Atlas Magazine April 2015

Women and the rush to insurance

Slowly but surely, women are asserting their rights, gaining positions that were traditionally occupied by men. As a result of an ongoing struggle, the conquest of the labor market by women has challenged the very foundation of the patriarchal model that separates the private sphere reserved for women from the public sphere monopolized by men.

Insurance, like any other tertiary sector, is at the core of this development where women are getting more and more numerous, not hesitating to take power when the opportunity arises.

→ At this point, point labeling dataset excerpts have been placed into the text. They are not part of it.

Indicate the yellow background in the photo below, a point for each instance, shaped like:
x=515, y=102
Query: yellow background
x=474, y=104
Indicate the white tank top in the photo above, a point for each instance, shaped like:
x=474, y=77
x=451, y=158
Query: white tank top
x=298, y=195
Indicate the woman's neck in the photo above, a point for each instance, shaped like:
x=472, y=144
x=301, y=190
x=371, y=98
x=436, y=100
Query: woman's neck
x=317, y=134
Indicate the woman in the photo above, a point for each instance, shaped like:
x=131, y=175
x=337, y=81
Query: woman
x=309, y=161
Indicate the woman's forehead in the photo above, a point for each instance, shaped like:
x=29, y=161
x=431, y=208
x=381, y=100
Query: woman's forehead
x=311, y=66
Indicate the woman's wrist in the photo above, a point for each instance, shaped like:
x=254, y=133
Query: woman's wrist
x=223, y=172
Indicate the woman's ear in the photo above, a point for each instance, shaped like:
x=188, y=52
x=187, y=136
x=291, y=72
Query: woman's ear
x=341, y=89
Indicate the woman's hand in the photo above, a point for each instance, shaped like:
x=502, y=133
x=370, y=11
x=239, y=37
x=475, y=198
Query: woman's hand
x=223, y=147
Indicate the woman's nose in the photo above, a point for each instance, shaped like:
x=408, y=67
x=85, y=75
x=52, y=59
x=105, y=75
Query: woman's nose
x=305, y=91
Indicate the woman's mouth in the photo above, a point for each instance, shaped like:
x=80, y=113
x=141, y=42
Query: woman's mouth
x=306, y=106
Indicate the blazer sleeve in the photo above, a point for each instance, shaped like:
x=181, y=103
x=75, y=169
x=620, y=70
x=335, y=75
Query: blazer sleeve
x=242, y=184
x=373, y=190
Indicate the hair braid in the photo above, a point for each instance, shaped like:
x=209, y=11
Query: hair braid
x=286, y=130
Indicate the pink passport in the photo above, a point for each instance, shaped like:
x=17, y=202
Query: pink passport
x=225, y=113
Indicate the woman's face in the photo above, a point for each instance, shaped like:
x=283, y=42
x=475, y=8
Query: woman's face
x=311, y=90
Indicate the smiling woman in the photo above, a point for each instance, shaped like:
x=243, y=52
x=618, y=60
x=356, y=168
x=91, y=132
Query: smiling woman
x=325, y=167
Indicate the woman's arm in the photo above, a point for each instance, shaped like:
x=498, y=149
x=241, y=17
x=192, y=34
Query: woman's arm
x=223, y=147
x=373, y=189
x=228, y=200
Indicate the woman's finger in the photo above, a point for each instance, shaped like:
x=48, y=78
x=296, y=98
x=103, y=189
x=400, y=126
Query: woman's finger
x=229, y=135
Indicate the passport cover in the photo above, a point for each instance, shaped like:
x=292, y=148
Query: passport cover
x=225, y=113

Hence, on January 1, 2014, Inga Beale became Lloyd’s London first woman CEO, 325 years after the establishment of the most prestigious insurance institution.

Women's representation in insurance, however, presents a rather mixed picture in terms of country, business and power.

Female employment in the insurance industry is highest in Europe where women often account for 55% and 60% of the workforce with nearly 50% occupying management positions.

In terms of business and within companies, some positions are more "male" while others are more "female". Thus, women are underrepresented in the areas of IT, expertise, technical control, and reinsurance underwriting. They remain, nonetheless, very present in human resources and in legal and communication functions.

While women all over the world continue to progress in the acquisition of managerial status, they remain somewhat hardly connected to power. Already present in very low numbers as general managers, women are almost absent from the boards of directors, the last bastions of male resistance.